The invention relates to a method for diagnosing a NOx readings recorder which acquires a NOx concentration in an exhaust gas tract of an internal combustion engine and comprises two measuring cells, wherein the exhaust gas to be measured is supplied to the first measuring cell and an oxygen concentration is set by means of a first oxygen ion pump current, wherein the second measuring cell is connected to said first measuring cell and wherein both measuring cells are disposed in a solid electrolyte.
The invention also further relates to a computer program and a computer program product, which are suitable for carrying out the method.
In order to reduce the fuel consumption of motor vehicles, internal combustion engines are increasingly being operated with a lean fuel/air mixture. The efficiency of the internal combustion engine is particularly high in this so-called lean operation. In order to meet the stringent exhaust emission limits, a particular exhaust gas aftertreatment is then required, which especially allows for a reduction of nitrogen oxides (NOx) in the exhaust gas.
For this reason, so-called NOx storage catalytic converters are used, which are capable of adsorbing NOx compounds that arise during lean combustion out of the exhaust gas. An “evacuation” of such a NOx catalytic converter is necessary from time to time. Evacuation thereby means as much as conversion of NOx compounds to harmless compounds. In so doing, carbon monoxide, hydrogen and hydrocarbon are, for example, worth considering as reducing agents. A NOx sensor, respectively NOx readings recorder, is disposed downstream of the NOx storage catalytic converter in the exhaust gas duct for the determination of the degree of loading of said NOx storage catalytic converter and for the initiation of the regeneration of said NOx storage catalytic converter.
As an alternative to the exhaust gas aftertreatment by means of NOx storage catalytic converters, so-called selective catalytic reaction systems can be used. A NOx readings recorder is likewise used for the control of said systems.
A NOx readings recorder of this kind is known, for example, from the American patent publication U.S. Pat. No. 6,290,829 B1.
A NOx readings recorder of this kind constitutes an exhaust emission-relevant part. Exhaust emission-relevant parts must be continually and constantly checked for their operability. Such checks are required by law in both Europe and America. In the future, monitoring limit values will have to be complied with for monitoring NOx emissions.

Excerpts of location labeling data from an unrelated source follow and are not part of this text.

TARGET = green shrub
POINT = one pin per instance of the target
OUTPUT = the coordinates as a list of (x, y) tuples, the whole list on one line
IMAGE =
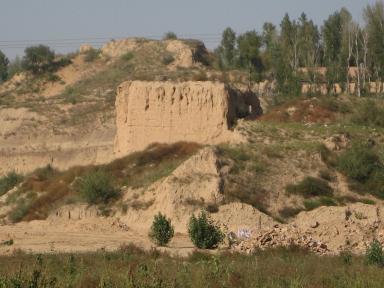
[(358, 162), (20, 211), (45, 173), (326, 175), (170, 36), (369, 114), (38, 59), (374, 254), (9, 181), (168, 59), (162, 230), (91, 55), (96, 187), (310, 187), (203, 233), (127, 56)]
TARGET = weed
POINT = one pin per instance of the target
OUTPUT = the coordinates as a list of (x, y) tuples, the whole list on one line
[(203, 233), (91, 55), (9, 181), (162, 230), (374, 254), (369, 114), (310, 187), (127, 56), (97, 187)]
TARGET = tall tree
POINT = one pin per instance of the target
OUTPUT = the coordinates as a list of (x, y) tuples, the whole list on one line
[(374, 18), (38, 59), (290, 40), (309, 45), (3, 67), (227, 49), (249, 45)]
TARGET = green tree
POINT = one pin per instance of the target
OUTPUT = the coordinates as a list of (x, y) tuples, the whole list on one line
[(170, 36), (162, 230), (337, 47), (38, 59), (227, 49), (374, 19), (96, 187), (203, 233), (309, 45), (249, 45), (3, 67), (289, 38), (14, 67), (269, 41)]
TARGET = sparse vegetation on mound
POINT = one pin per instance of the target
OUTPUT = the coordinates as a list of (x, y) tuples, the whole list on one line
[(310, 187), (162, 230), (9, 181), (51, 188), (97, 187), (132, 267), (203, 233), (364, 169)]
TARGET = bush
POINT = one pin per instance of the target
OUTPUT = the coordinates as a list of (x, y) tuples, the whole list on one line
[(162, 230), (128, 56), (38, 59), (203, 233), (4, 62), (168, 59), (91, 55), (170, 36), (96, 187), (369, 114), (9, 181), (358, 163), (363, 167), (310, 187), (374, 254)]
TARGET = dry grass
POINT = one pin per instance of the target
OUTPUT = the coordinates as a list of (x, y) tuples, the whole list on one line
[(132, 267), (54, 188)]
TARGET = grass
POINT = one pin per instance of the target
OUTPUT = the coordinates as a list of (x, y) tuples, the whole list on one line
[(132, 267), (310, 187), (54, 188), (9, 181), (363, 166)]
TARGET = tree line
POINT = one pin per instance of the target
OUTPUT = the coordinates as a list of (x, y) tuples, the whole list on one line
[(298, 50)]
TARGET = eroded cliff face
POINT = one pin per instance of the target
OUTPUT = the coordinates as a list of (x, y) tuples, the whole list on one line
[(168, 112)]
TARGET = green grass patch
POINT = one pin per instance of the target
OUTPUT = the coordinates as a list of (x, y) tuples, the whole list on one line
[(133, 267), (9, 181), (97, 184), (310, 187)]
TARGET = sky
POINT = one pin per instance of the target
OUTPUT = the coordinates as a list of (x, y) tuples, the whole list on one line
[(65, 24)]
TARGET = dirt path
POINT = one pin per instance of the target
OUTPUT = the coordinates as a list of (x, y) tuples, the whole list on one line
[(42, 237)]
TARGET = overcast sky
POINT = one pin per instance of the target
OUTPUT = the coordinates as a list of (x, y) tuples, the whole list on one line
[(63, 24)]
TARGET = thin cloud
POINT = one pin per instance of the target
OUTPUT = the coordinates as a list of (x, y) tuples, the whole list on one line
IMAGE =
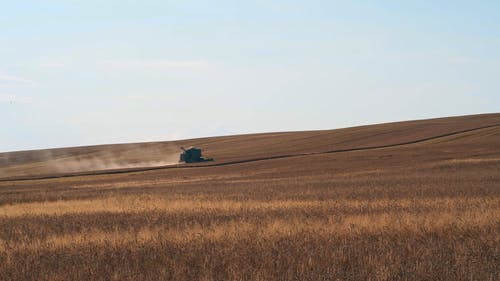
[(11, 78), (53, 65), (156, 65), (9, 98)]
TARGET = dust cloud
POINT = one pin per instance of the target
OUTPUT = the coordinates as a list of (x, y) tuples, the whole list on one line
[(108, 161)]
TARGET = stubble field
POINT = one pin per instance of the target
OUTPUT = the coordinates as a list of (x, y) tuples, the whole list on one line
[(423, 211)]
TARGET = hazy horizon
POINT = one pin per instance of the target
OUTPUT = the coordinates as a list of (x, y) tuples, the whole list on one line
[(75, 73)]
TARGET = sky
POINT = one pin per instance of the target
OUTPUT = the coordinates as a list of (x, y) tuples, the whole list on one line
[(91, 72)]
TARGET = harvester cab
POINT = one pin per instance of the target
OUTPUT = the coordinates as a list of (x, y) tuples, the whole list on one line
[(193, 155)]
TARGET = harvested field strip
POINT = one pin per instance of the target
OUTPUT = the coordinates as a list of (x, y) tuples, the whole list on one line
[(121, 171), (146, 203)]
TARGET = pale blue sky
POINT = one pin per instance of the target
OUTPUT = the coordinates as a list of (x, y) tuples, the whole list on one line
[(92, 72)]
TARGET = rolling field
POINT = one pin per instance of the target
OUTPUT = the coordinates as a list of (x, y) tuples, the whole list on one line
[(415, 200)]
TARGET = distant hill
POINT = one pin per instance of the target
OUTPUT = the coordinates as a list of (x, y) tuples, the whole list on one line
[(239, 148)]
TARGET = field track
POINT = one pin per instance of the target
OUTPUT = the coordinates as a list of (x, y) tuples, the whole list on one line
[(184, 166)]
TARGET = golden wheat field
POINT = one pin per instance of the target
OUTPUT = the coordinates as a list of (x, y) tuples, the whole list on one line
[(428, 210)]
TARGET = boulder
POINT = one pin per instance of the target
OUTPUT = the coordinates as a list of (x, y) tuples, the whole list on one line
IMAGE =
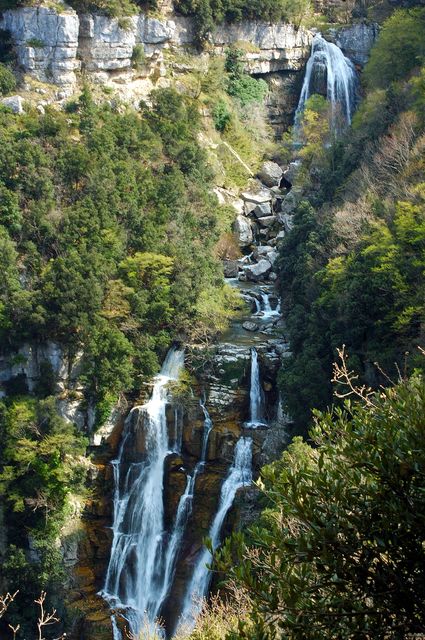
[(230, 268), (258, 271), (267, 221), (15, 103), (272, 256), (243, 231), (262, 210), (258, 197), (250, 326), (261, 251), (270, 174)]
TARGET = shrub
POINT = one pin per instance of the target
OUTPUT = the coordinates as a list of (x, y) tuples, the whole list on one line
[(221, 115), (7, 80)]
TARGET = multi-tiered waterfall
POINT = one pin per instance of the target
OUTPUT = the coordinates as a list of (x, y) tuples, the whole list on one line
[(256, 399), (140, 567), (239, 475), (329, 72)]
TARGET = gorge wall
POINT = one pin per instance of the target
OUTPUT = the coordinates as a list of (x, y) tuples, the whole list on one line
[(60, 49)]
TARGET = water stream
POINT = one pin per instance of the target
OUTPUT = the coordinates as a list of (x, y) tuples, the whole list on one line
[(137, 573), (239, 475), (329, 71)]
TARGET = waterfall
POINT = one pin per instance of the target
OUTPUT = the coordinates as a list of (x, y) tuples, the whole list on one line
[(329, 72), (184, 510), (255, 394), (136, 571), (239, 475)]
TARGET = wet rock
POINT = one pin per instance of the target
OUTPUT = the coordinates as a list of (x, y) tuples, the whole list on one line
[(231, 268), (258, 197), (250, 326), (287, 221), (243, 231), (270, 174), (262, 210), (258, 271), (14, 103), (261, 251), (267, 221), (271, 256)]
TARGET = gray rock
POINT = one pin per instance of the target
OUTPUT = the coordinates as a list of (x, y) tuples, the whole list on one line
[(272, 256), (258, 271), (243, 231), (286, 220), (46, 42), (262, 210), (153, 31), (261, 251), (258, 197), (356, 41), (270, 173), (267, 221), (230, 268), (250, 326), (15, 103)]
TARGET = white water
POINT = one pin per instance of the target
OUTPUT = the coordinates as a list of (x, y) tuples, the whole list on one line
[(267, 311), (239, 475), (256, 402), (184, 510), (136, 573), (328, 61)]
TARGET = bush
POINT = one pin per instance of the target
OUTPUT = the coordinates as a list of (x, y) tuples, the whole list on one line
[(221, 115), (399, 48), (338, 552), (7, 80)]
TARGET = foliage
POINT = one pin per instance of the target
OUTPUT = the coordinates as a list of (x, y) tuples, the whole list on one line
[(352, 266), (399, 48), (106, 216), (208, 13), (7, 80), (240, 85), (338, 551)]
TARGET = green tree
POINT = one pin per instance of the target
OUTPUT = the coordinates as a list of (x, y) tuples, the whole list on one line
[(338, 551)]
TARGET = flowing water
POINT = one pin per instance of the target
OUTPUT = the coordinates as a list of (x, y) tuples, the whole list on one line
[(256, 399), (137, 572), (329, 71), (239, 475), (184, 510)]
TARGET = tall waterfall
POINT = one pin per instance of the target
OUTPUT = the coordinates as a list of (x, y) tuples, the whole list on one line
[(184, 510), (137, 571), (256, 404), (329, 71), (239, 475)]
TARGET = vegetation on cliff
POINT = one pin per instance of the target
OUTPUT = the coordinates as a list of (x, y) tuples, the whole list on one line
[(338, 551), (352, 269)]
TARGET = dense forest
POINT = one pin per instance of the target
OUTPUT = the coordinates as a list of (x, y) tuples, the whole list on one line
[(111, 242)]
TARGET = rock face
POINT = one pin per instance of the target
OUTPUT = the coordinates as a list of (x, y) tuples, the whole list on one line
[(280, 47), (51, 46), (258, 271), (15, 103), (243, 231), (46, 42), (270, 173), (356, 41)]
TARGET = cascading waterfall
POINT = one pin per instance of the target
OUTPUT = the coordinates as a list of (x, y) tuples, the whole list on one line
[(239, 475), (136, 573), (184, 510), (328, 69), (255, 394)]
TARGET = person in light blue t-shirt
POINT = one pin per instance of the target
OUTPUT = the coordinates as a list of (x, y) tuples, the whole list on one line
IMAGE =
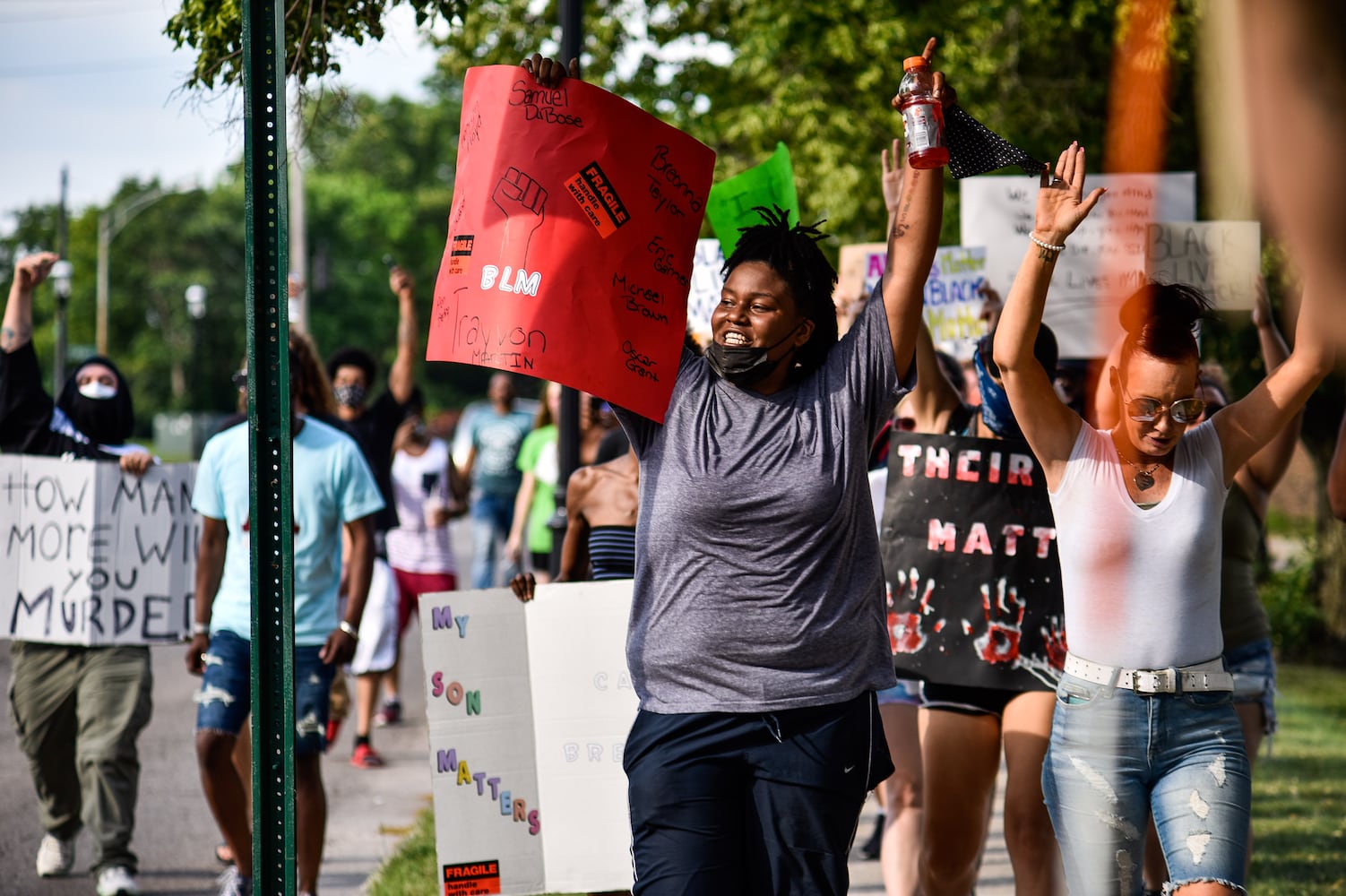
[(334, 490)]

In order to meet this objective, it is necessary within the scope of the on-board diagnostics (OBD) to monitor all components which serve to reduce nitrogen oxides in motor vehicles for the operability thereof. Hence a faulty NOx readings recorder from model year 2009 will, for example, have to be detected as faulty when a value 3.5 times that of the limit value is exceeded, from model year 2010 when a value 2.5 times that of the limit value is exceeded and from model year 2013 when a value 1.5 times that of the limit value is exceeded.
Only serious errors of the NOx sensor can be recognized using current diagnostics known per se.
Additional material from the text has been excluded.